Ghrelin Prevents Disruption of the Blood-Brain Barrier After Traumatic Brain Injury

Nicole E Lopez et al. J Neurotrauma. .
Free PMC article

Abstract

Significant effort has been focused on reducing neuronal damage from post-traumatic brain injury (TBI) inflammation and blood-brain barrier (BBB)-mediated edema. The orexigenic hormone ghrelin decreases inflammation in sepsis models, and has recently been shown to be neuroprotective following subarachnoid hemorrhage. We hypothesized that ghrelin modulates cerebral vascular permeability and mediates BBB breakdown following TBI. Using a weight-drop model, TBI was created in three groups of mice: sham, TBI, and TBI/ghrelin. The BBB was investigated by examining its permeability to FITC-dextran and through quantification of perivascualar aquaporin-4 (AQP-4). Finally, we immunoblotted for serum S100B as a marker of brain injury. Compared to sham, TBI caused significant histologic neuronal degeneration, increases in vascular permeability, perivascular expression of AQP-4, and serum levels of S100B. Treatment with ghrelin mitigated these effects; after TBI, ghrelin-treated mice had vascular permeability and perivascular AQP-4 and S100B levels that were similar to sham.
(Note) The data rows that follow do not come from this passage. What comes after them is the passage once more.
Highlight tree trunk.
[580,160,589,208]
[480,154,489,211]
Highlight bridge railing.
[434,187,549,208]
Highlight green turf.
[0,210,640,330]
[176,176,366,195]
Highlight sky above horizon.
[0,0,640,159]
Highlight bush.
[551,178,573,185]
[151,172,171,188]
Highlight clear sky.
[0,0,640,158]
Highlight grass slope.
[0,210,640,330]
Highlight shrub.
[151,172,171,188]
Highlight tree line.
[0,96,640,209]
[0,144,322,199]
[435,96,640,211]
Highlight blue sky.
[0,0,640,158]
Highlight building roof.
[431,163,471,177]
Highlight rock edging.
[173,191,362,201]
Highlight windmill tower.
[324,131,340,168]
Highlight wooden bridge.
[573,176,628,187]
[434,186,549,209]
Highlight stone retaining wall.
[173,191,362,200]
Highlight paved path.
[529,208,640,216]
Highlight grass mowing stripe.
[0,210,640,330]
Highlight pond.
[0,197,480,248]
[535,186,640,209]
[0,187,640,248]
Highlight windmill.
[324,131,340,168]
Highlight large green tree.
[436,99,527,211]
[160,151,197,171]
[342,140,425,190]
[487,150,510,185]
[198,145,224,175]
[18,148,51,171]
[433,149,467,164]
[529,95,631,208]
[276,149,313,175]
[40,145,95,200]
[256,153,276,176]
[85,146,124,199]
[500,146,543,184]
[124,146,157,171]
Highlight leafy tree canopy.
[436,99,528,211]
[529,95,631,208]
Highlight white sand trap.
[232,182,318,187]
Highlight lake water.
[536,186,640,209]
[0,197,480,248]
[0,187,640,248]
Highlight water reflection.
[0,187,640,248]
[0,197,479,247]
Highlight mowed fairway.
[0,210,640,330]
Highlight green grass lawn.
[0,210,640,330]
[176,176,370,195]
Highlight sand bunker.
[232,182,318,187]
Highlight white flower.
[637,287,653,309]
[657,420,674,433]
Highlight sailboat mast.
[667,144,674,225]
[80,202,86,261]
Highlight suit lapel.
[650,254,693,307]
Our data suggest that ghrelin prevents BBB disruption after TBI. This is evident by a decrease in vascular permeability that is linked to a decrease in AQP-4. This decrease in vascular permeability may diminish post-TBI brain tissue damage was evident by decreased S100B.

Figures

FIG. 1.
FIG. 1.
(A) Histological examination of tissue 200 μm medial to the cortical impact site reveals that compared to sham animals, traumatic brain injury (TBI) caused significant neuron degeneration as evidenced by neuronal contraction (solid arrows) in the neocortex with increased vacuolization (open arrows) and axonopathy in the neuropil. Ghrelin-treated animals (TBI/G) had decreased cortical degeneration and axonopathy. (B) Hippocampal regions, CA1, and dentate gyrus show TBI-induced degenerating neurons (solid arrows) and vacuolization (open arrows). Administration of ghrelin also blunted neuronal degeneration in these areas.
FIG. 2.
FIG. 2.
Mice were injected with 70-kDa FITC-dextran permeability tracer, and vascular permeability was measured. Representative images of a 1-mm-thick brain section are shown for sham, for TBI, TBI/ghrelin (TBI/G). Vascular permeability (VP) to 70-kD FITC-dextran was quantified. TBI increases VP compared to sham animals (mean difference 5.81E+08; *p<0.001), and ghrelin significantly reduced arbitrary fluorescent intensity compared to TBI alone (mean difference 4.30E+08, #p<0.01; +p=NS versus sham). Error bars represent standard deviation.
FIG. 3.
FIG. 3.
Immunohistochemical staining of injured sections using an anti-CD31 antibody (red) for endothelial cells, and anti-aquaporin-4 (AQP-4) antibody (green) to localize vessel-associated astrocytic end-feet is shown. There is increased AQ4 immunoreactivity in traumatic brain injury (TBI) mice compared to exposure-matched sham images. This increase is mitigated by treatment with ghrelin (TBI/G).
FIG. 4.
FIG. 4.
Quantification of aquaporin-4 (AQP-4) immunoreactivity in injured area of cortex is shown. AQP-4 immunoreactivity is significantly increased in traumatic brain injury (TBI) mice compared to sham animals (mean difference 1.65; *p<0.05). The ghrelin-treated TBI (TBI/G) group had significantly reduced fluorescence compared to TBI alone (mean difference 2.35, #p<0.005; +p=NS versus sham). Error bars represent standard deviation.
FIG. 5.
FIG. 5.
(A) Immunohistochemical staining of injured hemisphere using DAPI (blue) to locate cell nuclei, and GFAP (red) to identify reactive astrocytes. At 6 h following TBI astrocytes in the neocortex of the ipsilateral hemisphere show equivocal increases in GFAP staining such that GFAP in the neocortex of all three groups are similar. (B) Immunohistochemical staining of injured hemisphere using DAPI (blue) to locate cell nuclei, and GFAP (red) to identify reactive astrocytes. At 6 h following TBI astrocytes in the corpus callosum of the ipsilateral hemisphere display a marked increase in GFAP staining. This reactive astrogliosis is attenuated by treatment with ghrelin (TBI/G, TBI with ghrelin; GFAP, glial fibrillary acidic protein; DAPI, 4′,6-diamidino-2-phenylindole).
FIG. 6.
FIG. 6.
(A) Immunoblotting of injured hemisphere for S100B, a marker of astrocyte injury, with β-actin control. (B) Quantification of relative band density of S100B. There is a fourfold increase in brain S100B expression following TBI (*p<0.05). Animals treated with ghrelin (TBI/G) exhibited S100B levels similar to sham animals (#p<0.05 versus TBI; +p=NS versus sham). Error bars represent standard deviation.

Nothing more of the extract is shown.